Add some penalty to bicycles a. Increase the VoT b. Add a fixed penalty for each trip c. Add a distance penalty (possibly non-linear)
(non-feasible) build a more extensive mode choice model based on Stated Preference data.

2. Lack of actual traffic jams

In general, the average speed stays very high, indicating a lack of traffic jams in the model (bottom left plot).

uxsim_data_base

This could be caused by either/or:

The lack of car as a chosen modality
The lack of cars from outside areas
Road capacity input values (model calibration)

It's difficult to find data on how slow traffic should be going in peak traffic, but certainly faster than this.

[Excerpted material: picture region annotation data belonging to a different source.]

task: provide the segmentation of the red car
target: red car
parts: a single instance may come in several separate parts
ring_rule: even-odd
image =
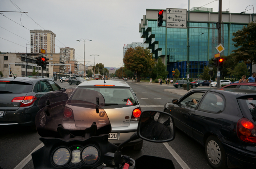
[[[237,83],[225,86],[223,88],[236,88],[256,90],[256,83]]]
[[[204,80],[196,80],[195,81],[192,81],[190,83],[198,83],[201,81],[203,81]]]

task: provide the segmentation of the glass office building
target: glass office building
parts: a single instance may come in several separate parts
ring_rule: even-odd
[[[141,37],[143,38],[143,43],[147,44],[147,48],[151,50],[153,57],[156,60],[161,58],[164,63],[167,65],[167,70],[169,73],[168,77],[172,77],[171,72],[177,68],[180,72],[180,77],[185,78],[187,72],[188,29],[158,28],[158,10],[146,9],[146,14],[143,16],[140,24]],[[217,30],[207,28],[216,27],[218,13],[212,11],[212,9],[206,8],[205,10],[190,12],[190,21],[193,22],[190,23],[190,27],[202,28],[189,29],[190,77],[198,78],[198,68],[200,74],[204,67],[208,65],[209,59],[218,53],[215,49],[217,45]],[[165,12],[164,10],[164,20],[166,19]],[[227,56],[235,49],[232,40],[233,37],[232,33],[242,29],[244,26],[247,26],[250,21],[251,21],[251,15],[223,12],[222,25],[224,26],[222,28],[222,44],[225,50],[221,54]],[[165,25],[164,21],[163,25]]]

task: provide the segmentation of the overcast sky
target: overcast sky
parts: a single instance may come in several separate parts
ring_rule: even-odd
[[[0,12],[30,30],[45,29],[56,35],[55,53],[59,48],[72,47],[76,50],[76,58],[83,62],[83,42],[81,38],[92,41],[85,42],[85,61],[94,64],[102,63],[109,67],[119,67],[122,63],[124,44],[142,42],[139,23],[146,14],[146,9],[166,9],[188,8],[188,0],[11,0],[40,25],[26,14],[19,13]],[[213,0],[190,0],[190,8],[199,7]],[[252,5],[256,7],[255,0],[223,0],[222,10],[229,8],[230,12],[240,13]],[[213,8],[218,12],[218,1],[203,7]],[[251,8],[249,7],[248,9]],[[19,11],[9,0],[0,0],[0,11]],[[252,10],[247,12],[252,13]],[[255,16],[256,17],[256,16]],[[43,28],[41,28],[42,26]],[[24,39],[0,27],[0,51],[2,52],[25,52],[26,44],[30,42],[29,31],[0,16],[0,26],[18,35]],[[65,46],[64,46],[65,45]],[[28,45],[28,52],[30,52]],[[76,54],[77,54],[78,55]],[[86,64],[86,63],[85,63]]]

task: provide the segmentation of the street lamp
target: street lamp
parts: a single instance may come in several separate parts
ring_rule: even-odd
[[[94,73],[95,73],[95,56],[99,56],[100,55],[97,55],[97,54],[92,54],[91,55],[90,55],[90,56],[94,56]],[[94,80],[96,80],[95,79],[95,77],[94,77]]]
[[[33,44],[31,44],[29,42],[28,42],[26,43],[26,76],[27,76],[27,65],[26,65],[27,63],[27,63],[27,45],[28,45],[28,44],[30,44],[30,46],[33,45]],[[30,52],[31,53],[31,46],[30,47]]]
[[[83,40],[81,40],[81,39],[83,39]],[[86,39],[87,39],[88,40],[86,40]],[[83,70],[84,73],[85,73],[85,42],[90,42],[90,41],[92,41],[92,40],[89,40],[88,39],[80,39],[80,40],[76,40],[77,41],[82,41],[83,42]],[[86,73],[85,73],[86,74]],[[86,76],[85,76],[86,77]]]
[[[201,34],[200,35],[200,33]],[[202,35],[204,33],[202,33],[201,32],[199,32],[199,35],[198,35],[198,74],[197,76],[198,76],[198,79],[199,79],[199,77],[200,75],[200,65],[199,64],[199,47],[200,46],[199,44],[199,40],[200,39],[200,35]]]
[[[248,7],[249,6],[252,6],[252,9],[249,9],[249,10],[247,10],[247,10],[246,10],[246,9],[247,9],[247,7]],[[253,22],[253,21],[254,21],[254,6],[253,6],[252,5],[249,5],[248,7],[246,7],[246,8],[245,8],[245,10],[244,10],[244,12],[241,12],[241,13],[240,13],[240,14],[243,14],[243,13],[245,14],[245,12],[246,12],[248,11],[249,11],[249,10],[251,10],[251,9],[252,9],[252,21],[252,21]]]

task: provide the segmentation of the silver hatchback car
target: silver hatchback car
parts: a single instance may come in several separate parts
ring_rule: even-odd
[[[118,145],[137,131],[141,113],[140,104],[130,87],[123,81],[108,80],[85,81],[77,88],[92,90],[100,93],[105,99],[103,109],[110,121],[112,130],[109,141]],[[142,148],[141,139],[129,143],[133,150]]]

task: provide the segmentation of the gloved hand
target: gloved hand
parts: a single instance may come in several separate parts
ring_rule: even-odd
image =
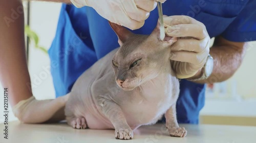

TomTom Move might have this data (available).

Potential solutions:

Add a fixed amount of outside traffic
Lower road capacity to compensate for the lack of outside traffic
(not feasible) simulate a larger area. Both OD API lookups and the network are insufficient for that.

Synthesis

The lack of traffic jams will worsen the lack of cars being chosen as mode, so this is a problem where there's interaction, so 2. should probably be solved first.
A semi-accurate traffic pressure is needed to properly study the effects from ingesting

EwoutH commented 1 month ago

Lack of actual traffic jams

Added traffic from outside the city in 3a951f16a01c401b84ae9f5ab3b52728613055d1, 4dfb7a360ed0bf7cd49a5ce7b4e448a7e7f40161 and 1639c64a97bd17f72b16b199a422a48669f1187e. There's definitely traffic now. This is with ext_vehicle_load=0.75:

uxsim_data_base

What we're basically doing is assuming the amount of current traffic between the red and blue areas, as based on V-MRDH 3.0, distributed over the day based on ODiN.

internal_external_areas

With ext_vehicle_load=1 the whole city basically comes to a massive gridlock. We don't include all the small roads, which also have some capacity, and there probably some inaccuracies in the density values and the simulation itself.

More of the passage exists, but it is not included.